I am in an exhausted daze today.
Not the lack-of-sleep kind, either. I am simply drained.
It’s been so long since this happened that I was digging for what I used to explain it in the past.
There is a sine wave theory that I used to subscribe to, that any amount of high-energy or “upper” experience would then be followed by a crash of equal extremity. Once I recognized the pattern I learned to expect it. And while I never liked the crash I at least wasn’t caught by surprise.
Having this way of thinking firmly embedded led to some surprises as I got older.
For example, I never crashed after my fun times with Jay. I never consciously came off the high of “the honeymoon phase” after we were married. And while I get the “I want to get back to my book” and “I want to work on my project” urges, I’ve never had the I need my space moments I’ve read about.
Since being married I’d had so few “dropping” moments that I was near congratulating myself about how “level” I’d become. Part of me wondered if I should be disappointed I was missing out on some wild “highs” but I was quite happy/content, and figured any more was worth missing if I continued to skip the lows.
Now, from my older-and-wiser perspective (and the little I’ve learned about introverts), with the experience of the last 24-hours fresh in my mind, I think I got it wrong with the sine-curve model.
The perceived high was real– generally supplied from a great deal of mental stimulation and rapid-fire conversation with a group of people. The following crash, corresponding with what I’m feeling today, was not a whiplash or punishment for having fun, it is simply my inwardly-wired system trying to rebuild after a higher-than usual drain.
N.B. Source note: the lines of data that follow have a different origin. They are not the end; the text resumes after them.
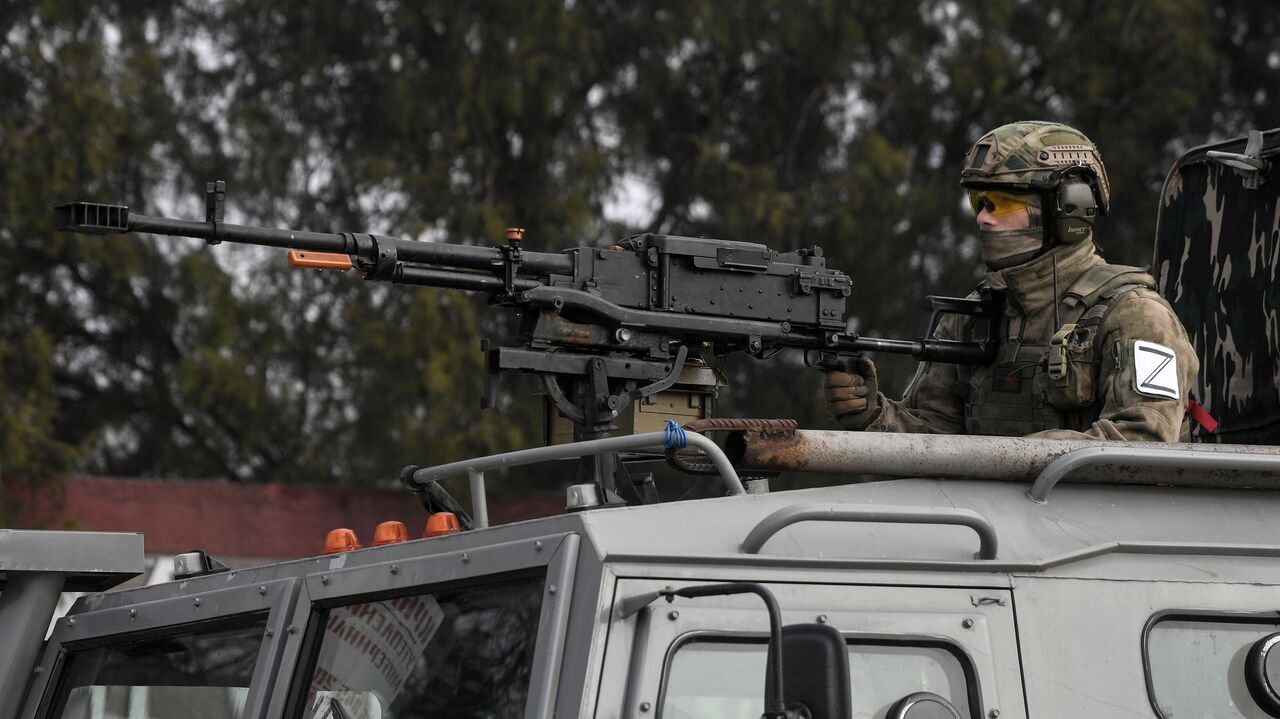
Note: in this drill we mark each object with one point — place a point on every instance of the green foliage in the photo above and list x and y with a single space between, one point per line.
807 122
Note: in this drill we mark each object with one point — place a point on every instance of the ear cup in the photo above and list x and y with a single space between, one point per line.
1074 210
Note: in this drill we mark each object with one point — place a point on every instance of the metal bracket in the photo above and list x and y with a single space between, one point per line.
1249 165
787 516
215 206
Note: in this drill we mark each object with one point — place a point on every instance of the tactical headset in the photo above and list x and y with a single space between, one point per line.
1073 206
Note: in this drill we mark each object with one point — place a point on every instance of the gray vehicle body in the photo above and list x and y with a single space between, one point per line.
1055 624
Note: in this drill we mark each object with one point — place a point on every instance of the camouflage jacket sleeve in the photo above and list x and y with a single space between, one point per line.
1129 412
931 403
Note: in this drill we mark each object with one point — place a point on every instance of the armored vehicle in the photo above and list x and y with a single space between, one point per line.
1143 585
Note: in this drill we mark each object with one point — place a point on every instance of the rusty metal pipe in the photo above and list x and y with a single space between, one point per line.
979 457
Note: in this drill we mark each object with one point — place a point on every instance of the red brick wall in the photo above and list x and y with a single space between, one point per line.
268 521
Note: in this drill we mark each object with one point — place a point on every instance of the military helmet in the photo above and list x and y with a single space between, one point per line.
1036 156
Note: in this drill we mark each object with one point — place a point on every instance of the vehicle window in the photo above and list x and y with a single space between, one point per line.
201 673
713 678
1196 667
458 653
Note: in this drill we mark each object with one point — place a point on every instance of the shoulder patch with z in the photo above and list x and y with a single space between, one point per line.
1155 370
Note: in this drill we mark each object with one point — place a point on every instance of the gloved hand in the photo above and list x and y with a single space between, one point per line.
853 397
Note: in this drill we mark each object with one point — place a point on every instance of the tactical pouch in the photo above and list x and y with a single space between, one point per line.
1072 367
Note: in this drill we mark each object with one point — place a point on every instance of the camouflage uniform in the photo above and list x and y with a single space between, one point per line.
1110 361
1011 397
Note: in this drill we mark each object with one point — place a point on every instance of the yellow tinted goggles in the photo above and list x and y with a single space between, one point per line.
999 202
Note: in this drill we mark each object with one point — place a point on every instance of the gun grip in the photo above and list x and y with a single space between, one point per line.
828 361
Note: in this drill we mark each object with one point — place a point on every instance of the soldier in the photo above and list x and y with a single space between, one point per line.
1088 349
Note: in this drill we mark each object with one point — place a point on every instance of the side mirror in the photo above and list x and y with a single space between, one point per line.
816 671
923 705
1262 673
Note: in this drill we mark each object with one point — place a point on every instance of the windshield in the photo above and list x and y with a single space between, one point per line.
723 678
464 653
201 673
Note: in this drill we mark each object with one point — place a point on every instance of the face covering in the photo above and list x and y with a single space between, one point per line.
1006 248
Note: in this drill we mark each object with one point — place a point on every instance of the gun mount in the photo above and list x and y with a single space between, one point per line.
604 329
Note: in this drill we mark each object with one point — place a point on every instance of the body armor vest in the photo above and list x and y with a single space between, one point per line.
1015 395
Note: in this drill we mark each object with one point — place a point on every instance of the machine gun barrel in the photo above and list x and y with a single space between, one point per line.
94 218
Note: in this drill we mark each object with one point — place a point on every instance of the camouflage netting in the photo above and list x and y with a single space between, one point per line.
1217 262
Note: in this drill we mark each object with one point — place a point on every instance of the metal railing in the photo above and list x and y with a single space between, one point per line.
475 468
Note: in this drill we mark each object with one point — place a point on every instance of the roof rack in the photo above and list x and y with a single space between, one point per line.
1046 461
475 468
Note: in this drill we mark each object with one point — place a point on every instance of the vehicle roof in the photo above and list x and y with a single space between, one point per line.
1083 530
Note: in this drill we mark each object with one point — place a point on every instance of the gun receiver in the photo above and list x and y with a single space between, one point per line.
603 328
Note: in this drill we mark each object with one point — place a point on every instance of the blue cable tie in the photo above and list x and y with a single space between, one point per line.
676 436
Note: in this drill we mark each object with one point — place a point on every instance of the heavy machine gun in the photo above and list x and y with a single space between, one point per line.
603 328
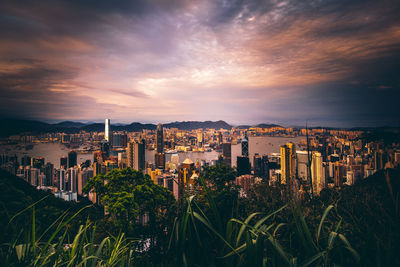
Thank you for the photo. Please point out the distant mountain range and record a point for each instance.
(16, 126)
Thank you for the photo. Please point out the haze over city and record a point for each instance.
(333, 63)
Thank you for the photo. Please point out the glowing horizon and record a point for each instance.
(331, 63)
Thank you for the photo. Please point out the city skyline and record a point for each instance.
(331, 63)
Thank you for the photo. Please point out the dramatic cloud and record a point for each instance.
(333, 63)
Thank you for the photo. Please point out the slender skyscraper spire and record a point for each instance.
(160, 138)
(107, 130)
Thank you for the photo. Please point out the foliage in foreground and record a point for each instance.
(202, 235)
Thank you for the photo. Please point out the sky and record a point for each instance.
(330, 63)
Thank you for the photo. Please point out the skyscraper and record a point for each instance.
(160, 138)
(288, 165)
(64, 163)
(135, 154)
(317, 173)
(245, 147)
(72, 159)
(226, 153)
(107, 130)
(159, 160)
(72, 180)
(243, 165)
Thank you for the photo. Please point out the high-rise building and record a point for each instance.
(37, 163)
(48, 173)
(72, 159)
(72, 177)
(62, 181)
(107, 130)
(317, 173)
(34, 177)
(339, 174)
(159, 160)
(226, 153)
(160, 138)
(245, 147)
(243, 165)
(302, 165)
(185, 172)
(83, 177)
(288, 163)
(135, 154)
(64, 163)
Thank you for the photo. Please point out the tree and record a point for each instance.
(135, 204)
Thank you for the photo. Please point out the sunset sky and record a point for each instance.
(333, 63)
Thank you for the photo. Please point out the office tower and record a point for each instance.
(317, 173)
(380, 160)
(34, 176)
(72, 159)
(160, 138)
(175, 159)
(116, 140)
(107, 130)
(257, 165)
(265, 168)
(185, 171)
(65, 138)
(25, 160)
(135, 154)
(37, 163)
(200, 139)
(48, 173)
(105, 149)
(124, 140)
(339, 174)
(226, 153)
(288, 163)
(245, 147)
(159, 160)
(72, 177)
(243, 165)
(302, 165)
(62, 181)
(83, 177)
(64, 163)
(220, 139)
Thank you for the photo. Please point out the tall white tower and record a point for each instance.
(107, 130)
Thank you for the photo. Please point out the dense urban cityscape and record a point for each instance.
(211, 133)
(331, 158)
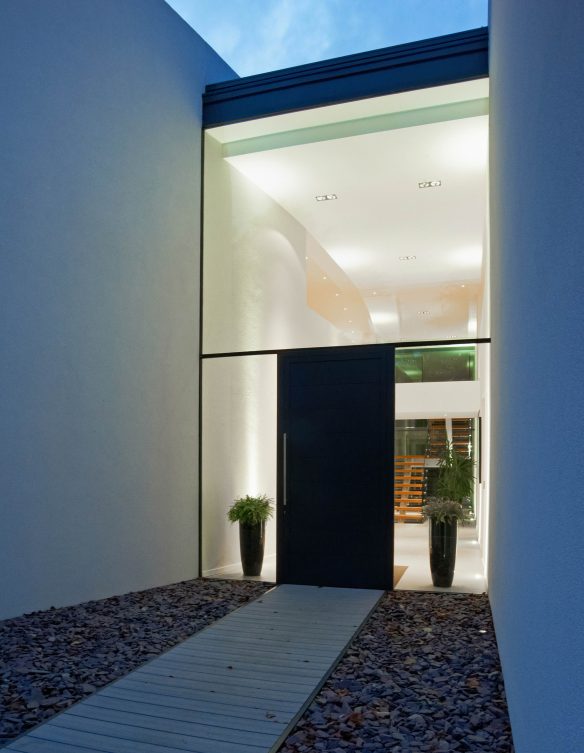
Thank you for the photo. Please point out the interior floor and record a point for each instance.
(411, 551)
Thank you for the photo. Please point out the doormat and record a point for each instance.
(398, 571)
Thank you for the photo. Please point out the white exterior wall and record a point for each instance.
(99, 191)
(537, 533)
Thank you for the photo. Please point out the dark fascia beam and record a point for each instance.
(418, 65)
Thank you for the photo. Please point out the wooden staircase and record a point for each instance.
(437, 436)
(409, 487)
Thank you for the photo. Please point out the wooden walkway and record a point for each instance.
(237, 686)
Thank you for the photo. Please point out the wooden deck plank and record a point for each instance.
(234, 687)
(228, 721)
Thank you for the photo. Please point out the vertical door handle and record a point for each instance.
(285, 469)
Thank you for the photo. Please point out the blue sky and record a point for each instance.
(255, 36)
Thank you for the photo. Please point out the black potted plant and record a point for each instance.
(455, 485)
(251, 513)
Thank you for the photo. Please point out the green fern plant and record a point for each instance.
(455, 476)
(250, 511)
(444, 510)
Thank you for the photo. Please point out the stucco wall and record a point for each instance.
(536, 562)
(100, 191)
(255, 297)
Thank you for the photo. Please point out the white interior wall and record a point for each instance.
(437, 399)
(254, 298)
(100, 193)
(239, 449)
(483, 502)
(254, 268)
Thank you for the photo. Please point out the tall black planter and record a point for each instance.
(442, 552)
(251, 545)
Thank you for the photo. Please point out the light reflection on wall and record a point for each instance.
(239, 449)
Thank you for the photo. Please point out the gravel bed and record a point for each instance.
(423, 676)
(51, 659)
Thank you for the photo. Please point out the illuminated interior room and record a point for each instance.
(353, 224)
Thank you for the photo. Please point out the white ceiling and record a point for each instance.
(382, 214)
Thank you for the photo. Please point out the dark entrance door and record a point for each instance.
(335, 467)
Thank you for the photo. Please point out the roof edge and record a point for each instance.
(430, 62)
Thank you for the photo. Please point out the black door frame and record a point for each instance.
(336, 353)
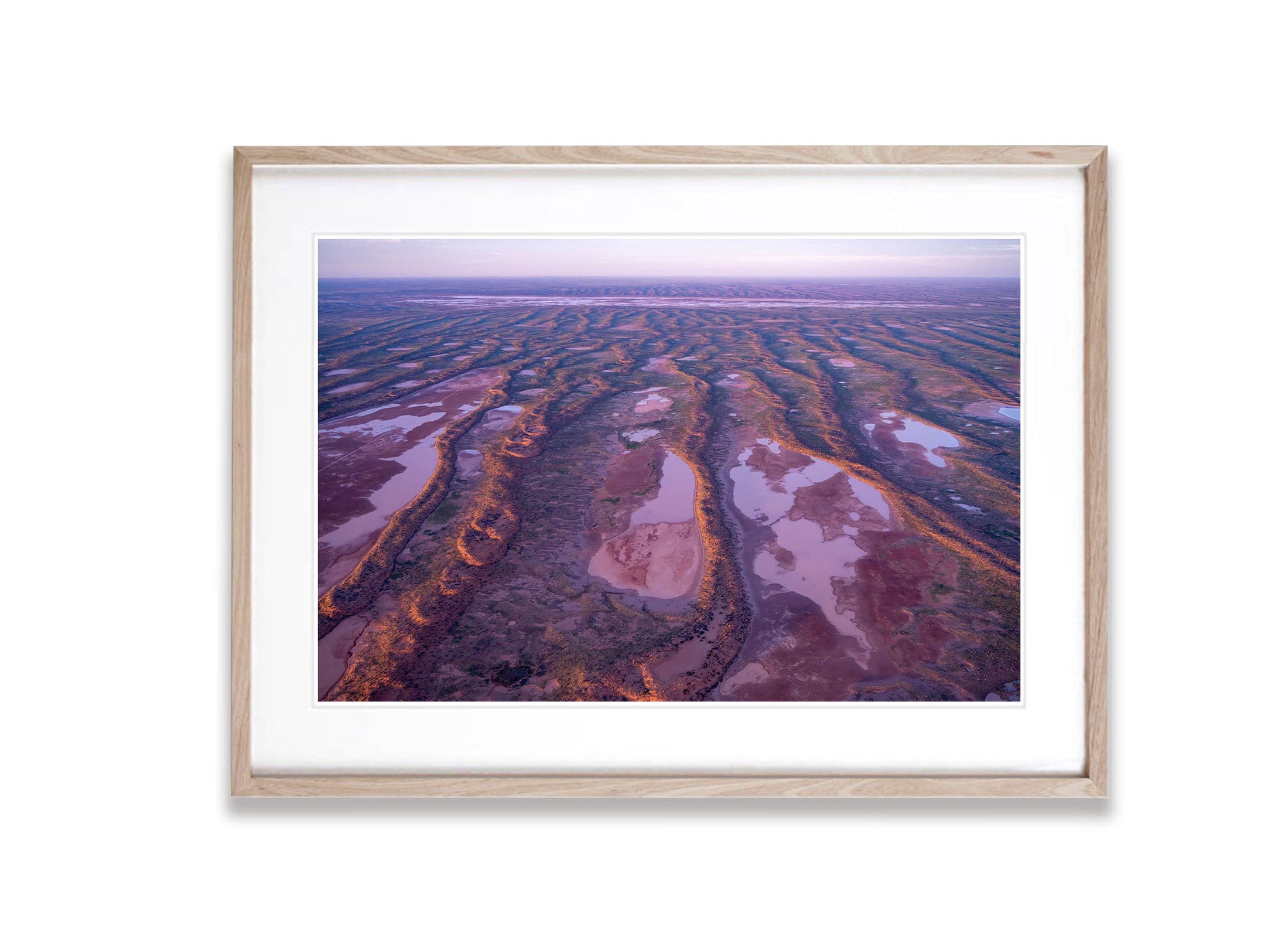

My interactions tend to be with one individual or thinking “in well-worn grooves of thought.” Rapid-fire conversation with a number of people, or very long conversations over many topics are exciting to me. They sort of prove my brain to myself, and I enjoy that; but it’s distressingly similar to over-working your body in Ultimate Frisbee.
~
You don’t just quit because you’re tired or sore– you get the adrenaline (or mental) rush to get through it competently, even well, but you’re gonna feel it the next day. And I am.
~ ~ ~
I used to think I was very different from Joule– her high-energy, outgoing, never-quit-ness. But I was wrong.
(Stop laughing.)
Change the tennis ball to an interesting conversation, and I’ll chase it till your arm gets tired without slowing my outrun. As with Joule it’s the “bringing it home” that will show my weariness. I’ll attack the idea, catch it up in a neat little package, then forget the point or how to bring it home.
So you’ve been warned.
~
Just now I feel like Joule after one of those outings: flopped out; eyes squinched shut, hoping everybody will choose to step over her rather than make her move out of the way.
And even so, you pull out that tennis ball and the light goes on in her eyes…
I’ve been warned…
This morning was going to be a phone calling day. I think that will have to wait till tomorrow.
Just to clarify: the comments about Jay and our relationship are not to imply he doesn’t stretch my brain or initiate diverse conversation. He is an introvert like me and, in the words of Jane Eyre, “To talk to each other is but a more animated and audible thinking.”
I am still adapting to the reality that some of my children need more from me than this, but God’s grace is sufficient and I am trusting him to make up what I lack, to give them what they need.
The analogy of the exhaustion after a long, hard, energizing workout is a good one for introverts. Amazingly, extroverts don’t seem to experience it. Extending the analogy, my husband could run a marathon, swig some water, and go run another one.
Because he is SO far that direction on the extroversion scale, I do have moments of “okay, I need to be ALONE alone.” But generally, I can hang out with him for very long periods of time without the crash that other people leave me with.
I crash after being around people for a long time.
I do this to, as I was reminded yesterday. I got home from taking a visitor to the airport and just wilted. I’m not sure I did anything of note yesterday afternoon except direct my son in making dinner.
Phew!
I can totally relate! It’s exhausting for me to be out and about, and in contact with many different people. Some days when I get home from a day like this, I just want to veg. (It was not fun when I was working full time out of the house, I mean before kids.)